There was a curious irony in the spectacle of the House of Lords standing out for the principle of fixity of tenure, and defending tooth and nail the tenant-right of a few hundred planters, when little more than thirty years ago this same body offered the most relentless opposition to any recognition of the right of compensation for disturbance on the part of four millions of Irish tenants.  In this matter the Lords gained their point, and compulsory powers are not to be applied under the Act to the holdings on which the landlords have placed planters, who are held to be bona fide farmers.  An amendment to this effect was thrown out by the House of Commons, by a majority of more than four to one, on a division in which only 66 voted for the amendment, but although the Bill in its original form offered sitting tenants the fullest compensation ever offered to such persons, and although most of the planters would be only too glad to accept such terms, the Upper House insisted on over-riding the will of the great majority in the Commons.

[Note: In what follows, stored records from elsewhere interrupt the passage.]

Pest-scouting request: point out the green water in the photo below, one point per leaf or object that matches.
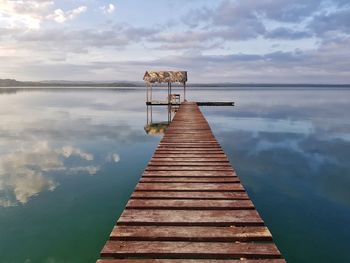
(70, 159)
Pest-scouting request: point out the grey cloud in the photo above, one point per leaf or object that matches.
(334, 21)
(287, 33)
(78, 40)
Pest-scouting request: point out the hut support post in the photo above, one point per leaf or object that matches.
(147, 92)
(184, 91)
(151, 93)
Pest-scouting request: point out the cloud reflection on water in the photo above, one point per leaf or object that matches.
(26, 172)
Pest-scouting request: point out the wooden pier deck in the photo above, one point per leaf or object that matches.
(189, 205)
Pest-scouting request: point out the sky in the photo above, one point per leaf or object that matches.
(249, 41)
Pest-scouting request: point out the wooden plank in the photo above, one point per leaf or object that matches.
(190, 159)
(190, 261)
(194, 234)
(206, 250)
(190, 173)
(189, 204)
(188, 168)
(178, 179)
(190, 217)
(189, 187)
(182, 163)
(190, 195)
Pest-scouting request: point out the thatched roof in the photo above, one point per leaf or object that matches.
(165, 76)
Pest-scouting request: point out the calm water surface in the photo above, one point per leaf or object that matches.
(70, 159)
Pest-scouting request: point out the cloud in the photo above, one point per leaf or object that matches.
(61, 16)
(115, 157)
(28, 14)
(108, 9)
(24, 173)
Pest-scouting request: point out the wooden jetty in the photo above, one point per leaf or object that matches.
(189, 205)
(199, 103)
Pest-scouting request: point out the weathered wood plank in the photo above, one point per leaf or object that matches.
(189, 187)
(190, 204)
(190, 173)
(194, 234)
(189, 249)
(177, 179)
(190, 261)
(190, 195)
(190, 217)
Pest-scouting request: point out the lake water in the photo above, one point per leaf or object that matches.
(70, 159)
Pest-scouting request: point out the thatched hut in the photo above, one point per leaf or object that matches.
(169, 77)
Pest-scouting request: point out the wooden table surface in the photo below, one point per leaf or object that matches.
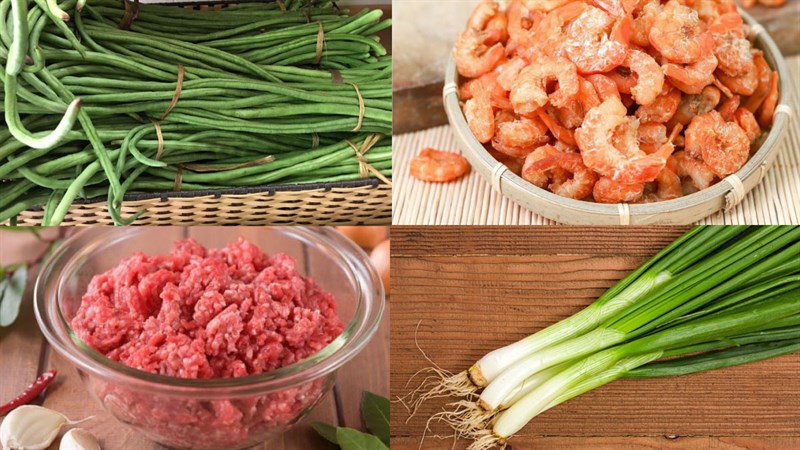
(474, 289)
(24, 354)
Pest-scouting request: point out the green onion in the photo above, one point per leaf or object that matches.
(716, 297)
(715, 326)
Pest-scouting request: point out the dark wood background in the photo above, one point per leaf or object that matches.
(474, 289)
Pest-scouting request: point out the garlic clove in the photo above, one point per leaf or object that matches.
(79, 439)
(31, 427)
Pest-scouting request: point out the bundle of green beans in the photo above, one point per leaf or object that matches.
(251, 94)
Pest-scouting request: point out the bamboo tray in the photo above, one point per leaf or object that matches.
(685, 210)
(367, 201)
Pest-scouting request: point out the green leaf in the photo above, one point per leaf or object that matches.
(375, 411)
(350, 439)
(326, 431)
(13, 289)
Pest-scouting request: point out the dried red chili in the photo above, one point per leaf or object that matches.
(30, 393)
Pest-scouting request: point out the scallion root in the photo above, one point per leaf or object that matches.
(486, 441)
(441, 383)
(466, 418)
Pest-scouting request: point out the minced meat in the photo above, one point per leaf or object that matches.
(198, 313)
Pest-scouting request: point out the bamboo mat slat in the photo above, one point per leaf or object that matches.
(472, 201)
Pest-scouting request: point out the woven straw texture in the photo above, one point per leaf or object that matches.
(342, 205)
(472, 201)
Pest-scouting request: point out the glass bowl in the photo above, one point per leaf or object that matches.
(228, 413)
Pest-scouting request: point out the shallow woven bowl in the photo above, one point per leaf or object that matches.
(684, 210)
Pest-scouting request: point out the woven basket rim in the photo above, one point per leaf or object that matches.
(684, 210)
(217, 193)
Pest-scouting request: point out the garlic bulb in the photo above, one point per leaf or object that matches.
(31, 427)
(79, 439)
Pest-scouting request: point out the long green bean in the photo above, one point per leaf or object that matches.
(254, 83)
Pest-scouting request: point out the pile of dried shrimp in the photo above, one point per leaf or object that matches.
(615, 100)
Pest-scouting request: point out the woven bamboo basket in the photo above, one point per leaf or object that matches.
(685, 210)
(360, 202)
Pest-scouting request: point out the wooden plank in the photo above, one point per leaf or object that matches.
(22, 343)
(467, 301)
(369, 370)
(518, 240)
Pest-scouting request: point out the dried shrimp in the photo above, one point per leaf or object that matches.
(438, 166)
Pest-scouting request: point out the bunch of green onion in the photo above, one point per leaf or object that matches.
(715, 297)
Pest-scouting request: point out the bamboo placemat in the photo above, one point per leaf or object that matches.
(472, 201)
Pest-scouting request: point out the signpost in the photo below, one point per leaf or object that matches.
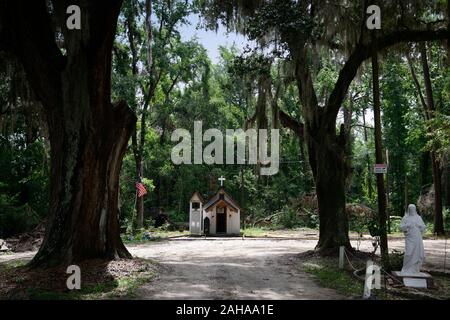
(380, 168)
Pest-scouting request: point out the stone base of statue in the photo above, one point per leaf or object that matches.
(421, 280)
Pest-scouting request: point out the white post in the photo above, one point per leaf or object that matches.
(341, 257)
(372, 273)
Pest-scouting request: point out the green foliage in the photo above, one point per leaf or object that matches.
(24, 192)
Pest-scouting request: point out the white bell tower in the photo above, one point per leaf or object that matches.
(196, 214)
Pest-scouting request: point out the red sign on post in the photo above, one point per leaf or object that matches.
(380, 168)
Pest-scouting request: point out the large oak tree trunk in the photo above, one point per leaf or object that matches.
(436, 167)
(88, 134)
(330, 176)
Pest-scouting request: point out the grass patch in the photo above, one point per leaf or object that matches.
(256, 232)
(152, 236)
(332, 277)
(99, 280)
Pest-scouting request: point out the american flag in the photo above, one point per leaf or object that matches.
(140, 189)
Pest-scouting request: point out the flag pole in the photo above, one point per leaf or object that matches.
(134, 208)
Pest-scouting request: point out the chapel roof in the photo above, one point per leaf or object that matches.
(221, 195)
(196, 193)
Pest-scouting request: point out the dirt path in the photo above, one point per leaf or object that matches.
(230, 268)
(233, 268)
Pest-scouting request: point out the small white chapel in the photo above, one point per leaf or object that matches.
(220, 215)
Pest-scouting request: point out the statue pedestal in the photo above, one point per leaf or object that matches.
(419, 280)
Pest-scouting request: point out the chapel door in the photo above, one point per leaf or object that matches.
(221, 226)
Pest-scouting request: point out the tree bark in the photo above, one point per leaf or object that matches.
(88, 135)
(382, 215)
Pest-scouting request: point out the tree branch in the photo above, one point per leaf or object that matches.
(364, 51)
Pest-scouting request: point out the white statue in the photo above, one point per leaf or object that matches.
(412, 225)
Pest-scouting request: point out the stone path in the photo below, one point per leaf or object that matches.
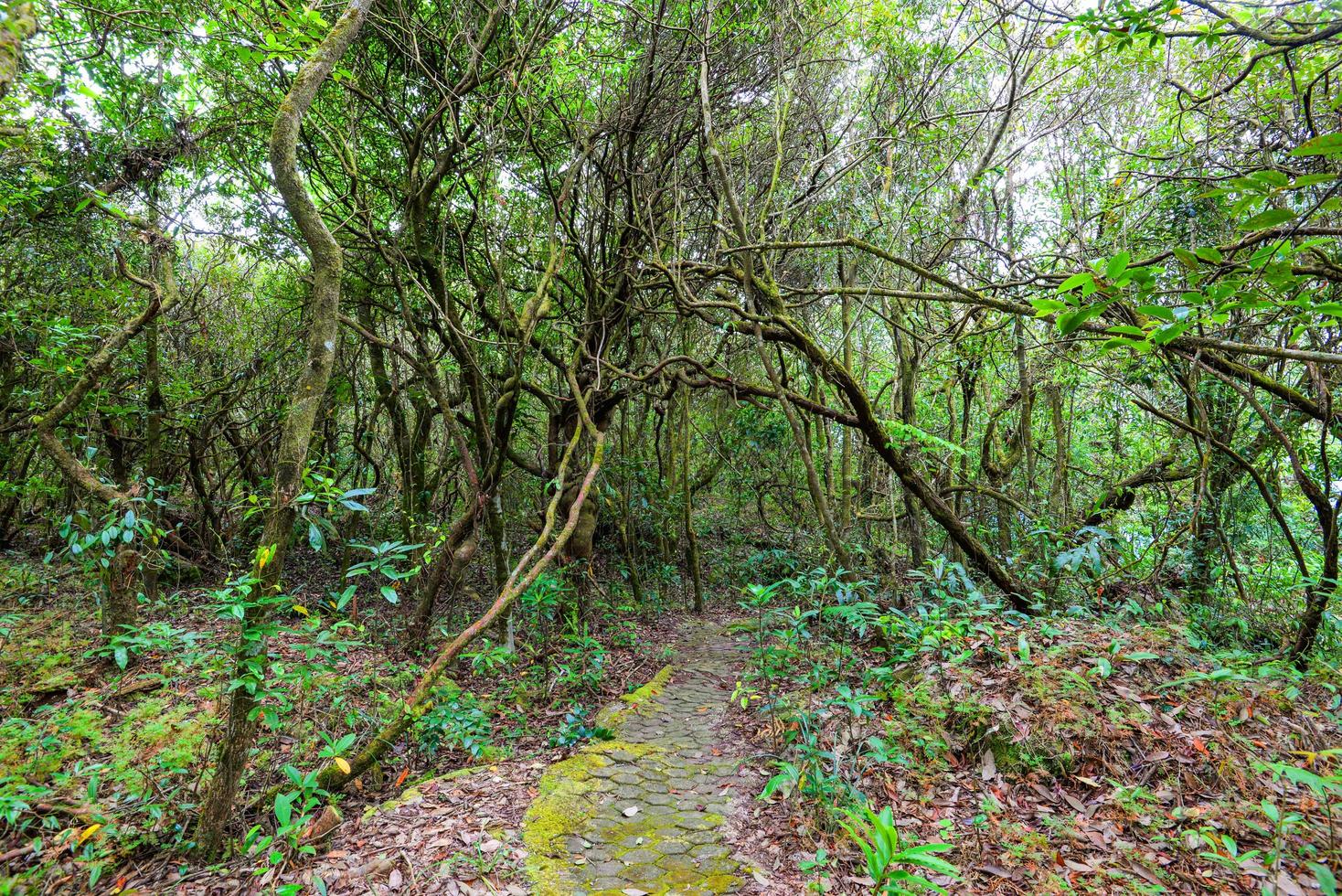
(644, 813)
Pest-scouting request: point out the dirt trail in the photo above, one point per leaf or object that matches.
(648, 812)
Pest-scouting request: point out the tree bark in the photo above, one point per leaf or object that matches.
(304, 405)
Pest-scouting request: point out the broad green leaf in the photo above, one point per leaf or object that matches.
(1075, 281)
(1270, 218)
(1117, 266)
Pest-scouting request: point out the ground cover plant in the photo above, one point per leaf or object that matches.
(670, 447)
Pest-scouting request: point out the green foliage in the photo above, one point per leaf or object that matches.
(878, 837)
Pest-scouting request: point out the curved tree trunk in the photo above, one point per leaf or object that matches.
(323, 325)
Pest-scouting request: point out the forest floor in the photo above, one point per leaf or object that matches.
(1110, 752)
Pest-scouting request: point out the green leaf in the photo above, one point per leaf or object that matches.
(1075, 281)
(1185, 256)
(1069, 322)
(1321, 145)
(1117, 266)
(1310, 180)
(1270, 218)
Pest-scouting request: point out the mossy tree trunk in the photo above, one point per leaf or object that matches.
(323, 332)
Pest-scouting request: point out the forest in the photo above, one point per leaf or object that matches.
(627, 447)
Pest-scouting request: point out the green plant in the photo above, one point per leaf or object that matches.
(576, 729)
(387, 560)
(878, 838)
(455, 722)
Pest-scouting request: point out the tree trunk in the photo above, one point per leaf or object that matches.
(304, 405)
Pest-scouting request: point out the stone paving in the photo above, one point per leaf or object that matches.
(644, 813)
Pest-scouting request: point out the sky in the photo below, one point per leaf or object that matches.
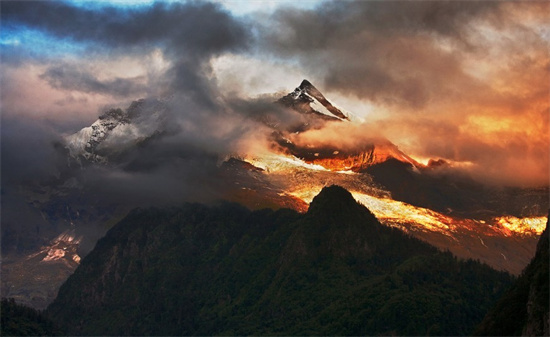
(466, 81)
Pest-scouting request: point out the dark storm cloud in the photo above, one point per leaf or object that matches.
(193, 28)
(385, 51)
(27, 151)
(70, 77)
(189, 35)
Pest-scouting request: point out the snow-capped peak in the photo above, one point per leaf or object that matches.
(115, 130)
(309, 100)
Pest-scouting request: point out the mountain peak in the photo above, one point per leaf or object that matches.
(305, 84)
(333, 199)
(307, 99)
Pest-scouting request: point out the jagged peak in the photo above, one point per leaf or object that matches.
(333, 196)
(305, 84)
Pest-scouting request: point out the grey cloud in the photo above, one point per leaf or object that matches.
(70, 77)
(189, 34)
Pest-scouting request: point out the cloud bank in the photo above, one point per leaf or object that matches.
(463, 80)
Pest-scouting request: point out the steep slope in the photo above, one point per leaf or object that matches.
(307, 99)
(117, 130)
(200, 270)
(19, 320)
(524, 309)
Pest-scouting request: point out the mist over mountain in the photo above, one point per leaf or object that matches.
(524, 309)
(196, 270)
(147, 154)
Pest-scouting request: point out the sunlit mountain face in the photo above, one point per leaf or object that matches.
(438, 123)
(436, 203)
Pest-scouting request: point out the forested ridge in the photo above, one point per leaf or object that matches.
(198, 270)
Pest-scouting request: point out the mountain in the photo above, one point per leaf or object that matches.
(224, 270)
(117, 130)
(524, 309)
(39, 275)
(137, 156)
(307, 99)
(19, 320)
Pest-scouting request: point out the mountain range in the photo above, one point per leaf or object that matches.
(435, 203)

Lord Lansdowne, on the second reading, gave three reasons why the Bill should not be incontinently rejected by the Peers.  In the first place, it came to them, he said, supported by an enormous majority in the other House, “and their Lordships always desired to treat attentively and respectfully Bills which came to them with such a recommendation.”  Secondly, the late Government, as well as the present, had pledged themselves to a measure of reinstatement of some kind, and if they threw out the Bill on a second reading “it would be said that they had receded from a kind of understanding arrived at in 1903,” and lastly, “the summary rejection of the Bill might greatly increase the difficulties of the Executive Government in Ireland.”  One would have thought that the fact that the Bill was given a second reading did little to exonerate the Upper House from similar consequences as a result of their mutilation of the Bill in Committee.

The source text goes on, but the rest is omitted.